Pegylated phospholipids-based self-assembly with water-soluble drugs.

PURPOSE

To investigate the self-assembly of polyethylene glycol (PEG)-phosphatidylethanolamine (PE) conjugate with water-soluble drugs (doxorubicin hydrochloride, vinorelbine tartrate and vincristine sulfate) and give insight into the mechanism of formation and mode of interaction of the drug with PEG-PE as well as the general principles of self-assembly using pegylated lipid micelles.

METHODS

One-step self-assembly method to prepare drug-loaded micelles was developed. The micelles were characterized by dynamic light scattering, transmission electron microscopy, encapsulation efficiency, and release study.
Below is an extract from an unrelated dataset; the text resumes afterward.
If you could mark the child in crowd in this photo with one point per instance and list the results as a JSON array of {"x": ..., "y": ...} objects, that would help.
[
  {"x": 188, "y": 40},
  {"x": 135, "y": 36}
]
NMR was used to study molecular assembly of PEG-PE with doxorubicin.

RESULTS

Doxorubicin hydrochloride and vinorelbine tartrate were entrapped into micelles with high efficiency of >99.0% at molar ratios of 1:1 and 2:1 of PEG-PE to drugs, respectively. Drug loading did not measurably perturb either the geometry or the size. It was found that electrostatic interaction and hydrophobic forces are responsible for the intercalation of drugs into PEG-PE micelles. NMR data revealed that the anthracycline ring of doxorubicin was inserted between PE phospholipids, and its amino sugar located in the outer shell of micelle between PEG chains.

CONCLUSION

Based on our results, the structure and self-assembly mechanism of water-soluble drugs encapsulated in PEG-PE micelles were proposed.